In a press conference held on Monday, Mayor Bloomberg came in defense of the possibility of a Walmart opening in the city by suggesting New Yorkers be more open-minded to the idea.
...We should not say 'no' to anybody. There is enormous demand for Walmart and their products, and the way they merchandise them and the price point they have...The city should never be in a business of telling companies that we don’t want them. We want anybody that obeys the laws and creates jobs in our city.
Opponents have vehemently protested against the looming possibility and believe that Walmarts in New York would only be destructive towards small businesses already struggling in light of the recession, as well as hurt unions across the city.

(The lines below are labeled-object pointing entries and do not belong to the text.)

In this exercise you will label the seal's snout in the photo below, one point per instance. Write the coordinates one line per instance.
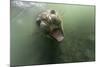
(50, 22)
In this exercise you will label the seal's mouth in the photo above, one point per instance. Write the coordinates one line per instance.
(57, 34)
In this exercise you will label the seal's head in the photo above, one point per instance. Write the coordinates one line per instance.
(51, 23)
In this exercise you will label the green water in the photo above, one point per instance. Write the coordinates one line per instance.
(30, 46)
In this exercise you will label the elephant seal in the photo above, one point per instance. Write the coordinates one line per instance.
(50, 22)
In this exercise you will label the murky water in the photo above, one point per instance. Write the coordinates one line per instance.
(30, 46)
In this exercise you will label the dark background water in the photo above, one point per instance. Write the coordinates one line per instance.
(30, 46)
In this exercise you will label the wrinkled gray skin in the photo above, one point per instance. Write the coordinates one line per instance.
(50, 23)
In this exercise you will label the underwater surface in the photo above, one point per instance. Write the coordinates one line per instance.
(29, 46)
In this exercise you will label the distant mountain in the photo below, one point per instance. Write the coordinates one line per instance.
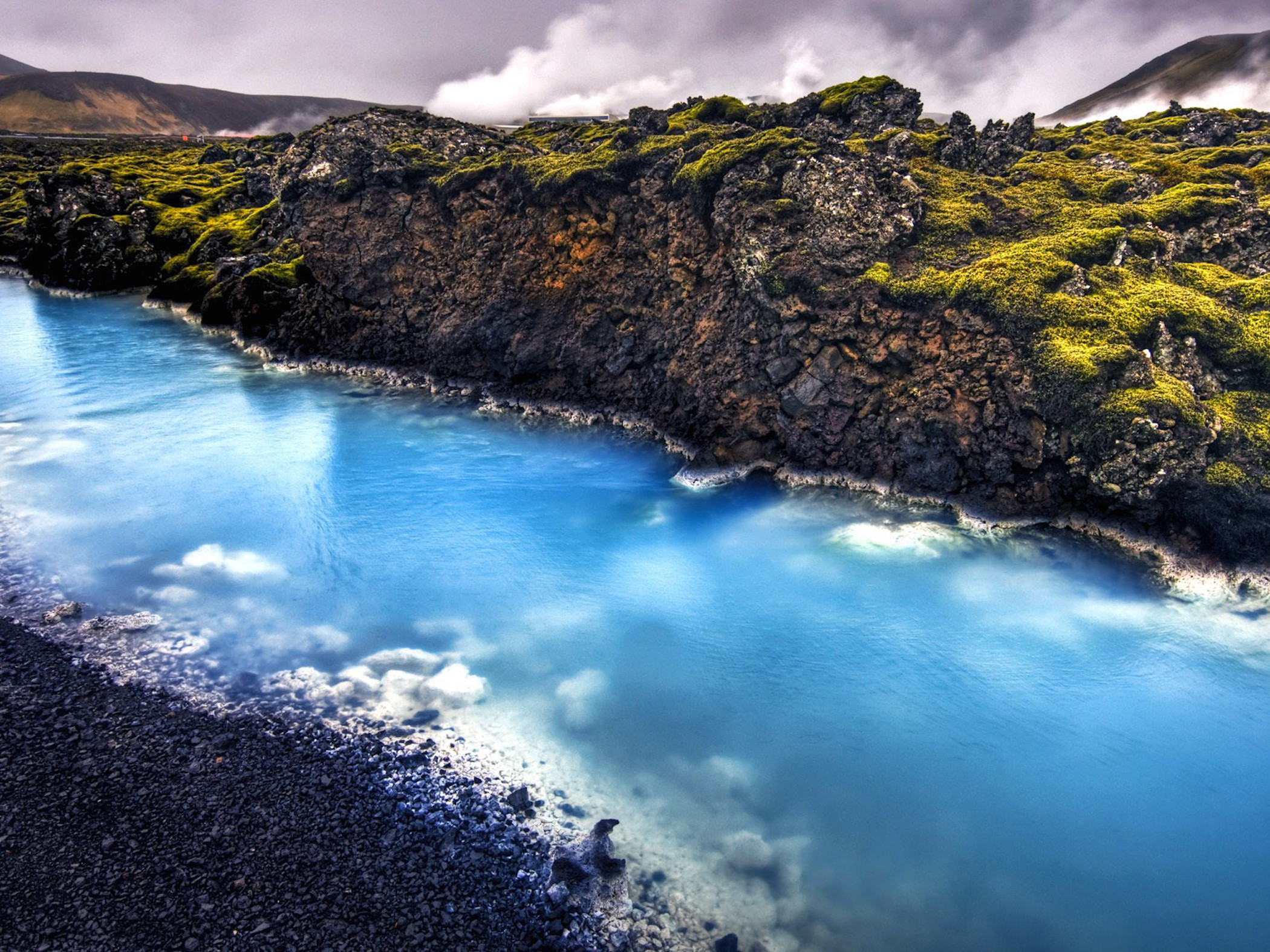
(1205, 68)
(11, 68)
(107, 102)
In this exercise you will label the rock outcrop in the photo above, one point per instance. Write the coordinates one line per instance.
(794, 286)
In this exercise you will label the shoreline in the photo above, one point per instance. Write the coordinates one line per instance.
(132, 819)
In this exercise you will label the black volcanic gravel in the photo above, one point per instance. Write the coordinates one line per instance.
(131, 820)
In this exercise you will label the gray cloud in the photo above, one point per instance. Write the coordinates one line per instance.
(497, 59)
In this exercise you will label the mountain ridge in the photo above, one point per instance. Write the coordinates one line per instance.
(1187, 71)
(117, 103)
(11, 68)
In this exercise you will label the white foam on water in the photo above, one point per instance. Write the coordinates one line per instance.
(581, 696)
(213, 559)
(915, 540)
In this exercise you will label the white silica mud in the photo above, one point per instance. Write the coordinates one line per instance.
(824, 721)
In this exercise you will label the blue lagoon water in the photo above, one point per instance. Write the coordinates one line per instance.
(837, 724)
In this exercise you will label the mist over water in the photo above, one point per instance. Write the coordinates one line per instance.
(837, 724)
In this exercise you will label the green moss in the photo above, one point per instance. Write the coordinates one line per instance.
(1169, 399)
(418, 160)
(708, 172)
(713, 111)
(291, 274)
(878, 273)
(1245, 415)
(1226, 474)
(836, 100)
(1067, 251)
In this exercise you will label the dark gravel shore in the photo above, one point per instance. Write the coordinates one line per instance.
(131, 820)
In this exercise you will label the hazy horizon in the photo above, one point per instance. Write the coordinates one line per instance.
(492, 60)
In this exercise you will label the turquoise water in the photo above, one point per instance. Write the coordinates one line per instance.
(893, 735)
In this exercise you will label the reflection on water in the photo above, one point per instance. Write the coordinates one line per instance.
(836, 725)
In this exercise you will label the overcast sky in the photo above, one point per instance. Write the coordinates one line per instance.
(490, 60)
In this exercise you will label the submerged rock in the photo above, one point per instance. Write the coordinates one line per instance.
(590, 873)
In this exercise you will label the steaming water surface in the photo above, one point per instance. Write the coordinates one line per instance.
(839, 725)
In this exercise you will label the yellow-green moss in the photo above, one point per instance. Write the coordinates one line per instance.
(1226, 474)
(1243, 414)
(836, 99)
(1066, 249)
(715, 109)
(287, 276)
(708, 172)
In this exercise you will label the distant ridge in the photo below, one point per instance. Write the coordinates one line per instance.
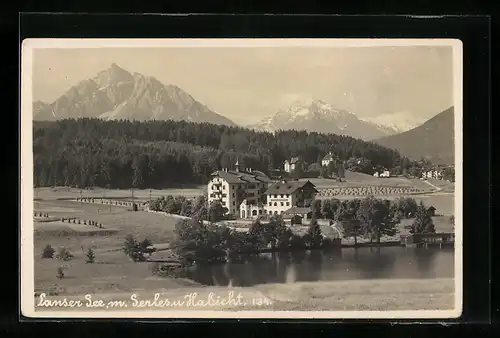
(433, 140)
(114, 93)
(319, 116)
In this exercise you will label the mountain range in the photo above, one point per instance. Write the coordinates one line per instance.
(114, 93)
(433, 140)
(319, 116)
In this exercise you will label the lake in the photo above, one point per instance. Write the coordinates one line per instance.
(344, 264)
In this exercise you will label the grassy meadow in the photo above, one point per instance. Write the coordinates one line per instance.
(113, 273)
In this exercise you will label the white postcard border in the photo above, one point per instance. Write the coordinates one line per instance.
(26, 151)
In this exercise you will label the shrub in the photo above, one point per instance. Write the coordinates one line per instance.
(64, 254)
(48, 252)
(60, 272)
(315, 237)
(90, 257)
(297, 242)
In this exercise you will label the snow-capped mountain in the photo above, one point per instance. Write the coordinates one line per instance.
(400, 122)
(319, 116)
(114, 93)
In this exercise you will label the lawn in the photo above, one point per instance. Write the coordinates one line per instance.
(141, 195)
(113, 271)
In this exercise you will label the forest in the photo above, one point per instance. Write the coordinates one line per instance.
(160, 154)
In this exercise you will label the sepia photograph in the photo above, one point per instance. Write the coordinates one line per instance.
(241, 178)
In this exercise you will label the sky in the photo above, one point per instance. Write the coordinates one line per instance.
(248, 84)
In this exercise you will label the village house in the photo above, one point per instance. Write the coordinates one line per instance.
(435, 174)
(328, 159)
(232, 188)
(290, 166)
(283, 195)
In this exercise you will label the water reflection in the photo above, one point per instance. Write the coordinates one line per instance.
(345, 264)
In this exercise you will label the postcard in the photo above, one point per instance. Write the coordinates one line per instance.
(241, 178)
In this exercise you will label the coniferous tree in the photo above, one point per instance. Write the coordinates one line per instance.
(314, 234)
(90, 256)
(423, 223)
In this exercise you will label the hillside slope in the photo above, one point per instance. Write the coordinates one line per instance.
(321, 117)
(114, 93)
(433, 140)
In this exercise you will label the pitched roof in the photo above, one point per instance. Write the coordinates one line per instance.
(287, 187)
(293, 160)
(297, 211)
(328, 157)
(255, 176)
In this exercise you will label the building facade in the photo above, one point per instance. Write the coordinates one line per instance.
(283, 195)
(290, 166)
(233, 187)
(328, 159)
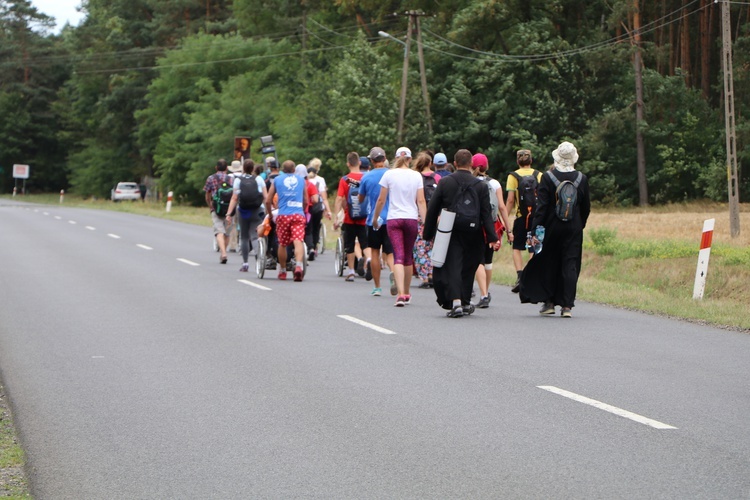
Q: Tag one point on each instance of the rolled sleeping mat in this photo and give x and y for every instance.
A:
(442, 237)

Back in February, City Council members discussed the consequences of a Walmart proliferation, with many staunchly objecting. Councilman Charles Barron, who represents the low-income neighborhood of east New York, condemned the chain:
Don't even think about coming into east New York. We're desperate for jobs, but we're not going to take anything. We want jobs with dignity, jobs with integrity, jobs with self-respect.
In the meeting, Council President Christine Quinn criticized Walmart's absence during the meeting and said their refusal to attend only added to her skepticism. Quinn is also currently leading a legal battle against Bloomberg's controversial homeless policy.
While Walmart may be facing harsh criticism from many New Yorkers, an August poll revealed that a surprising 64 percent of voters actually welcomed the idea.
Bronx Senator Ruben Diaz is among supporters and recently cited Walmart's "astronomic sales" success on Black Friday and hoped that the "poor people" in his community would soon be able to take advantage of it.
This past Black Friday, Walmart reportedly had to employ a stun gun to constrain a confrontational customer. In California, a woman surrendered to police after pepper spraying fellow Walmart shoppers on the infamous shopping day.